What's really nice about this, is that you instantly get to see a preview of your operation so that you can fine-tune the parameters to get the result you want. I had no idea how many genres a movie or series could have, but what do you know, it's 3!
I finished my wrangling by renaming some columns and sorting by the rating. This time I didn't have to go through the operations menu, I could just right-click on the column and click Rename or Sort.
Now, let's see how all of this translates to code!
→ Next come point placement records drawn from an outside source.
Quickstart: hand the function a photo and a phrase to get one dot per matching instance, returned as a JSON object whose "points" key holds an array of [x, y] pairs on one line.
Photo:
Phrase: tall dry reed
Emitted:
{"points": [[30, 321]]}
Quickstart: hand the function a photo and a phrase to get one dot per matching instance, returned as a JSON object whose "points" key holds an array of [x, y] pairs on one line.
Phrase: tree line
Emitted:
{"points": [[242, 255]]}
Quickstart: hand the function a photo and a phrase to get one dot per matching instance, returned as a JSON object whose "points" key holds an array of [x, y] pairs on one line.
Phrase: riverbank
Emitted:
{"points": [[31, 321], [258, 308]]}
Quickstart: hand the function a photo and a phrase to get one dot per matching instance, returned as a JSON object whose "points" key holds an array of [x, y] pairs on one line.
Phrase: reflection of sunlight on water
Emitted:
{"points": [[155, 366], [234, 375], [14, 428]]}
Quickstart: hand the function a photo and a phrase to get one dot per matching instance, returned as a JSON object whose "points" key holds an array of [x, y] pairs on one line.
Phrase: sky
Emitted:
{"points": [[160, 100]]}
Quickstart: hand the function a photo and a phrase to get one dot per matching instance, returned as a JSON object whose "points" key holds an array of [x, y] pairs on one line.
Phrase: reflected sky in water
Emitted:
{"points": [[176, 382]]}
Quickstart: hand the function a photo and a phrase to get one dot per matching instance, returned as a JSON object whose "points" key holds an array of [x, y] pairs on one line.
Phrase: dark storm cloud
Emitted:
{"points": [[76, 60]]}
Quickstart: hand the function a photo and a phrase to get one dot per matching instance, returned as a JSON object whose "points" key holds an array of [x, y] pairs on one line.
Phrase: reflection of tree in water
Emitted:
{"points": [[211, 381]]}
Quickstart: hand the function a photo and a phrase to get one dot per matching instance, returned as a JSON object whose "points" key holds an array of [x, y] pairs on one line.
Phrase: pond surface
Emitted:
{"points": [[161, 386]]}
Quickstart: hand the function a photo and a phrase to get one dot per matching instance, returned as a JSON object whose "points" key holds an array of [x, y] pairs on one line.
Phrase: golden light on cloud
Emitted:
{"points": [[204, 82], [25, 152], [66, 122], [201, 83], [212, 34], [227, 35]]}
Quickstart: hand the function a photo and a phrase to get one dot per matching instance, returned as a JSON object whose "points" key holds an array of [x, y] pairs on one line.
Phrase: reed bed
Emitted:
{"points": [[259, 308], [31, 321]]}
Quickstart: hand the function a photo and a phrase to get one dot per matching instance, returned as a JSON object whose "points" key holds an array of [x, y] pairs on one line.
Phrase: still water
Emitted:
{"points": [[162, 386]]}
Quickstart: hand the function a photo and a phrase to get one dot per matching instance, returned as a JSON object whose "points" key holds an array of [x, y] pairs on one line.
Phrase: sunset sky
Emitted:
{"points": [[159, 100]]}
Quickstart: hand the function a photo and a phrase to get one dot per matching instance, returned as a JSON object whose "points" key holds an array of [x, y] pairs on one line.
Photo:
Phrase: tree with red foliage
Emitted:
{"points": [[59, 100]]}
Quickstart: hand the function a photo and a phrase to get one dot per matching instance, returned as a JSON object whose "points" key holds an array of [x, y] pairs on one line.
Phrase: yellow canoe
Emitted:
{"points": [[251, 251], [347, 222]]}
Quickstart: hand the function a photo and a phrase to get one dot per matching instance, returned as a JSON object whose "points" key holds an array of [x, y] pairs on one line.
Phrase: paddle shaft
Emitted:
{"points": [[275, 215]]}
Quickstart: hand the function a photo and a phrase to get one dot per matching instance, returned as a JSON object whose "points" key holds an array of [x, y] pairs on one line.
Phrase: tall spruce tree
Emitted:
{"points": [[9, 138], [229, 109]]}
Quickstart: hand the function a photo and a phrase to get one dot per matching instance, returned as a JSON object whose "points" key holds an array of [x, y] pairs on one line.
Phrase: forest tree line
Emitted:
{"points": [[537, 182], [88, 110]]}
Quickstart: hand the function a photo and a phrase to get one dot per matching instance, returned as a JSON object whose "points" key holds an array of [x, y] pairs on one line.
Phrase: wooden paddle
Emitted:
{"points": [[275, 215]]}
I clicked the Add code to notebook button again and it brought me back to my notebook.
Once again it nicely documented my code as well:
# Split text using string '–' in column: 'YEAR'
df_split = df_clean['YEAR'].str.split(pat='–', expand=True).add_prefix('YEAR_')
df_clean = pd.concat([df_clean.iloc[:, :2], df_split, df_clean.iloc[:, 2:]], axis=1)
df_clean = df_clean.drop(columns=['YEAR'])
# Rename column 'YEAR_0' to 'year'
df_clean = df_clean.rename(columns={'YEAR_0': 'year'})
# Rename column 'MOVIES' to 'title'
df_clean = df_clean.rename(columns={'MOVIES': 'title'})
# Rename column 'YEAR_1' to 'year_end'
df_clean = df_clean.rename(columns={'YEAR_1': 'year_end'})
# Split text using string ',' in column: 'GENRE'
df_split = df_clean['GENRE'].str.split(pat=',', expand=True).add_prefix('GENRE_')
df_clean = pd.concat([df_clean.iloc[:, :4], df_split, df_clean.iloc[:, 4:]], axis=1)
df_clean = df_clean.drop(columns=['GENRE'])
# Rename column 'GENRE_0' to 'genre_0'
df_clean = df_clean.rename(columns={'GENRE_0': 'genre_0'})
# Rename column 'GENRE_1' to 'genre_1'
df_clean = df_clean.rename(columns={'GENRE_1': 'genre_1'})
# Rename column 'GENRE_2' to 'genre_2'
df_clean = df_clean.rename(columns={'GENRE_2': 'genre_2'})
# Remove leading and trailing whitespace in columns: 'genre_0', 'genre_1', 'genre_2'
df_clean['genre_0'] = df_clean['genre_0'].str.strip()
df_clean['genre_1'] = df_clean['genre_1'].str.strip()
df_clean['genre_2'] = df_clean['genre_2'].str.strip()
# Rename column 'RATING' to 'rating'
df_clean = df_clean.rename(columns={'RATING': 'rating'})
# Rename column 'VOTES' to 'vote_count'
df_clean = df_clean.rename(columns={'VOTES': 'vote_count'})
# Sort by column: 'rating' (descending)
df_clean = df_clean.sort_values(['rating'], ascending=[False])
I'm really impressed with the Data Wrangler in Fabric. It's a great way to learn Pandas code and it's a great way to quickly understand and clean your data. I'm definitely going to use this more often!